The Buck thermal shutdown protection is not active in PFM mode and LDO1/LDO2 thermal shutdown is not active with load less than 1 mA.

When TSHUT fault is triggered, TSHUT_STAT/TSHUT_FLAG is set to 1 with interrupt signal sent from INT pin if TSHUT_MASK is not set to 1.

If TSHUT_LOCKOUT_EN is set to 1, the device is locked out in TSHUT protection (input FETs off, BATFET off, rails disabled) if TSHUT fault is triggered 7 to 13 times in the 2s window. Once the device is locked out in TSHUT protection, VIN needs to be toggled to bring the device out of the lock-out state after tTSHUT_DGLZ. After tTSHUT_DGLZ, if TJ is below TSHUT_FALLING, the input FETs or BATFET are able to be turned on to power SYS and charging can be restarted. The integrated power rails are reenabled when TSHUT fault recovers. The power-up sequence is implemented if power sequence is used with VSYS>VSEQ_UVLOZ.

When LDO1 is in always on mode (LDO1_EN_SET = b111) and LDO1_SHIP_AO is set to 1, the LDO1 is disabled only when TJ TJ reaches TSHUT_RISING_LOD1 and resumes operation when TJ falls below TSHUT_FALLING_LOD1. In LDO1-ON Ship mode, TSHUT_STAT/TSHUT_FLAG is not updated if the fault is triggered.

During the charging process, to prevent overheating in the device, the device monitors the junction temperature of the die and reduces the charging current once TJ reaches the thermal regulation threshold (TREG) based on bits set by THERM_REG setting. If the charge current is reduced to 0, the battery supplies the current needed to supply the SYS output. Thermal regulation can be disabled through I2C.

Four temperature settings are selectable in I2C and shown in Section 7.6.

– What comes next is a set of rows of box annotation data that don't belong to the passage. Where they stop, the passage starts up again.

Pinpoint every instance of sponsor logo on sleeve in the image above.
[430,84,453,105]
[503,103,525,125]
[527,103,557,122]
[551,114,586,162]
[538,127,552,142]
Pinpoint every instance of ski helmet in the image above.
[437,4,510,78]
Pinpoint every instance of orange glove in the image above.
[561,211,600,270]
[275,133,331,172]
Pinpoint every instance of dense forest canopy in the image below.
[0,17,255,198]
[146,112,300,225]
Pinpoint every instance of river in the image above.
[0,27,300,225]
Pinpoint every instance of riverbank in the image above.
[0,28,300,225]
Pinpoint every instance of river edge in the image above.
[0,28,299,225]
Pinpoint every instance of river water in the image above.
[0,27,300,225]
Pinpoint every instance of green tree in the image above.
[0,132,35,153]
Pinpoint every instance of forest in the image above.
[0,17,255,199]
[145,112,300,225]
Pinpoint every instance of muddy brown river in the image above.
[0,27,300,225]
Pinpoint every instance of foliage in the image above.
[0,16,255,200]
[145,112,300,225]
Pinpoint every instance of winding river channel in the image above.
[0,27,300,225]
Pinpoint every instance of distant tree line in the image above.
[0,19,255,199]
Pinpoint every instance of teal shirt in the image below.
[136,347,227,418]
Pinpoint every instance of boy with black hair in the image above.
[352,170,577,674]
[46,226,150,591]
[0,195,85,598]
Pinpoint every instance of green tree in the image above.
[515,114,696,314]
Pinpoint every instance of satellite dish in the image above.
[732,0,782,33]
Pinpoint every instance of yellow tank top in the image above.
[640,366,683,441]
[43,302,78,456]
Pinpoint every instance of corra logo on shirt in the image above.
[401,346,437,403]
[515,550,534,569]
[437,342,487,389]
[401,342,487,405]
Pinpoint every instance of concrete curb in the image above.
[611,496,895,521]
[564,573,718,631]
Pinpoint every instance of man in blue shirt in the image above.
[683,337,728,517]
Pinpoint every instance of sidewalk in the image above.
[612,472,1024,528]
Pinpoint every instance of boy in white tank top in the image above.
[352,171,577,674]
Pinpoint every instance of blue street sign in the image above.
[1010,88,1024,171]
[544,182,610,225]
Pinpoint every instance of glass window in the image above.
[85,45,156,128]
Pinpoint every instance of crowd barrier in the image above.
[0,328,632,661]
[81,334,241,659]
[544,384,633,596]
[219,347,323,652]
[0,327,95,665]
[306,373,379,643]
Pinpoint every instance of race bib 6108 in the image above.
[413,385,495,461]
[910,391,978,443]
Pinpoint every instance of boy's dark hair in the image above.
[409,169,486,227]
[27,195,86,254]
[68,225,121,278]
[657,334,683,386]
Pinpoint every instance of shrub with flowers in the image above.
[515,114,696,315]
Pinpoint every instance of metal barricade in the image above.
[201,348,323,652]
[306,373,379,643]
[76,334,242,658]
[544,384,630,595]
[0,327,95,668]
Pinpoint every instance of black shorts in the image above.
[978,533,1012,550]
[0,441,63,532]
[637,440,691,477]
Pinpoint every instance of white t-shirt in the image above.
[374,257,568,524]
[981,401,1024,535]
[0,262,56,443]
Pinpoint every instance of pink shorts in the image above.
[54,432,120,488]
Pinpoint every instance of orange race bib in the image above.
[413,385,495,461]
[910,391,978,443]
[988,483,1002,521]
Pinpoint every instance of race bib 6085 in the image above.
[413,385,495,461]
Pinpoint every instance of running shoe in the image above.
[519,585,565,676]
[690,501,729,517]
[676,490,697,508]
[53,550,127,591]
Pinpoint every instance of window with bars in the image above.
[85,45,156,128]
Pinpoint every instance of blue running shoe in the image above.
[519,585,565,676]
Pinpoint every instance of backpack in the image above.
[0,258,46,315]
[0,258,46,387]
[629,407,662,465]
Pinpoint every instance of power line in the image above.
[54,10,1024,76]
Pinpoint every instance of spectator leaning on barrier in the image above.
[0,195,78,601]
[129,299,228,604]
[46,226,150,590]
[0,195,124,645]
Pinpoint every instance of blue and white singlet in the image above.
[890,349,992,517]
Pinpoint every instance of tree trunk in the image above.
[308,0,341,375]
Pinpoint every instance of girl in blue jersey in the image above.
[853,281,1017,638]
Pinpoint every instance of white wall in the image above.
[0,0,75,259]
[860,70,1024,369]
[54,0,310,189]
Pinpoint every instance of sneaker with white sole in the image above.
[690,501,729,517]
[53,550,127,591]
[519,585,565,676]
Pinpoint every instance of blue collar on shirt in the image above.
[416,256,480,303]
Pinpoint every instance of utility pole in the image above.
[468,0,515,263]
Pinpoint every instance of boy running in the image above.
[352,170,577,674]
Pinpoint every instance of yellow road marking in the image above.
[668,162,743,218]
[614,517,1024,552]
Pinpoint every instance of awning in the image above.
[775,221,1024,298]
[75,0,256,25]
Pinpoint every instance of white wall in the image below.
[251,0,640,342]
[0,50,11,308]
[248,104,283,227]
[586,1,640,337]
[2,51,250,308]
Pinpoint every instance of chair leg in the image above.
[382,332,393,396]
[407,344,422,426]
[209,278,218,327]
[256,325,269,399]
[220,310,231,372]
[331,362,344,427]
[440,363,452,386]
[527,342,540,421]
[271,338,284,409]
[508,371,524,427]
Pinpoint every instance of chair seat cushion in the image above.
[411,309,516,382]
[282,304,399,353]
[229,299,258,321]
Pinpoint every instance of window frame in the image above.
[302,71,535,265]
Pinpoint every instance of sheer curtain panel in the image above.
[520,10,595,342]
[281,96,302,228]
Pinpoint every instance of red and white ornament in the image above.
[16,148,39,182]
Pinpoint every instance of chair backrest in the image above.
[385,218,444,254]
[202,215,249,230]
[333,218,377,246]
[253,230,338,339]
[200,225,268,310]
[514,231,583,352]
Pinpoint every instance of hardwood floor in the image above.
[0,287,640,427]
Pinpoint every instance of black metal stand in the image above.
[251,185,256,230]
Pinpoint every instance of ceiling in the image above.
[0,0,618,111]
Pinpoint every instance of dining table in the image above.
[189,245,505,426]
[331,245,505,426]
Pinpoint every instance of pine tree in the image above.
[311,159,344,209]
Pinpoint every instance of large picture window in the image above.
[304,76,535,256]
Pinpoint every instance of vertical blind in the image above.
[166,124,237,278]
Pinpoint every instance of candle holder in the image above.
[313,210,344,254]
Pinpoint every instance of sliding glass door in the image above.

The die junction temperature, TJ, can be estimated based on the expected board performance using the following equation:

TJ = TA + θJA * PDISS

The θJA is largely driven by the board layout. For more information about traditional and new thermal metrics, see the IC Package Thermal Metrics Application Report.

For reliable operation, limit the junction temperature to the maximum listed in the Recommended Operating Conditions table. Operation above this maximum temperature causes the device to exceed operational specifications. Although the thermal protection of the device is designed to protect against overheat conditions, it is not intended to replace proper heat sinking. Continuously running the device into thermal shutdown or above the maximum recommended junction temperature reduces long-term reliability.